The term variational loop quantum gravity refers to a new computational viewpoint: treating the physical Hilbert space of LQG as the target of a variational optimisation.

Instead of working with fixed basis states or explicit spin network sums, neuraLQX allows you to:

define a graph and Hilbert space consistent with a chosen truncation or cutoff,
express the quantum constraints (Hamiltonian, Gauss, diffeomorphism) as operators,
define a parameterised neural-network quantum state,
and train that state to minimise constraint expectation values or other physically motivated losses.

Symbolically:

\[|\psi_\theta\rangle = \arg\min_{\psi_\theta} \big[ \langle \psi_\theta | \hat{C}^2 | \psi_\theta \rangle + \lambda_\mathrm{penalty} \, \Phi[\psi_\theta] \big]\]

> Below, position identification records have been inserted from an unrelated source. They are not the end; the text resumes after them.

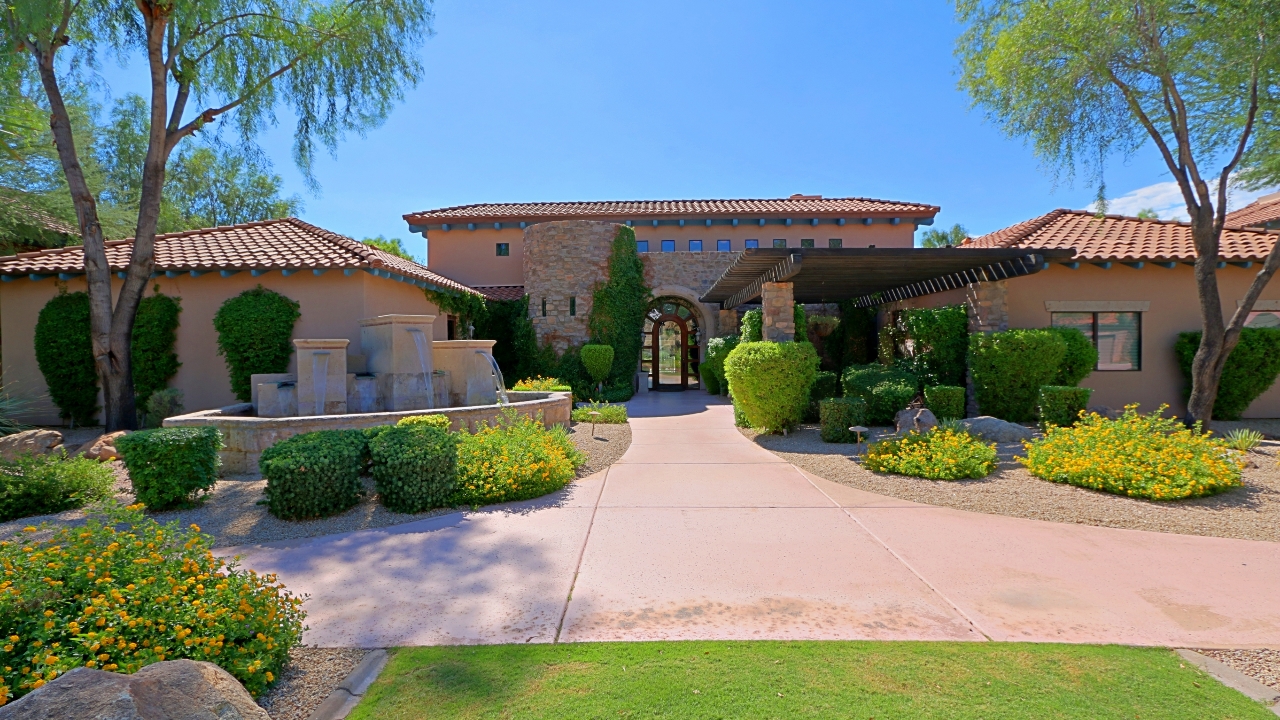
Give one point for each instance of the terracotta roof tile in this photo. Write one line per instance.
(1118, 237)
(284, 244)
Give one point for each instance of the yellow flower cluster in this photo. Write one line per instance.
(936, 455)
(1136, 455)
(123, 591)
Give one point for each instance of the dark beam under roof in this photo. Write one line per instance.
(871, 276)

where \(\hat{C}\) denotes a constraint operator and \(\Phi\) optional penalties or regularisers (e.g., orthogonality, gauge averaging, or symmetry enforcement).

This allows LQG research to be phrased as optimisation problems on neural manifolds rather than purely symbolic constraint equations. It opens a door to quantitative experiments with quantum geometry.

Where neuraLQX fits in¶

neuraLQX is neither a toy simulator nor a black-box ML model. It is a research platform for the next generation of loop quantum gravity simulations.

The package currently serves three distinct but related goals:

Numerical experimentation: Provide a sandbox where researchers can implement and test new constraint forms, penalty terms, and ansätze.
Conceptual unification: Offer a shared language between LQG theorists and computational physicists, one that abstracts away technical details (sampling, JAX tracing, MPI) so they can focus on ideas.
Long-term infrastructure: Build the backbone for variational LQG, where future non-Abelian, graph-changing, and coupled models can live.

The path forward¶

Our philosophy does not end with the current release. We see neuraLQX as a living project that will evolve with its community and the needs of quantum gravity research. The road ahead includes:

moving from \(U(1)^N\) to full \(SU(2)\) support,
implementing dynamic (graph-changing) Hamiltonians and diffeomorphism constraints,
and enabling training over ensembles of graphs rather than a single one.

Ultimately, our goal is for neuraLQX to make variational LQG a mature and reproducible research programme, a space where neural methods are used not as black boxes, but as tools of understanding.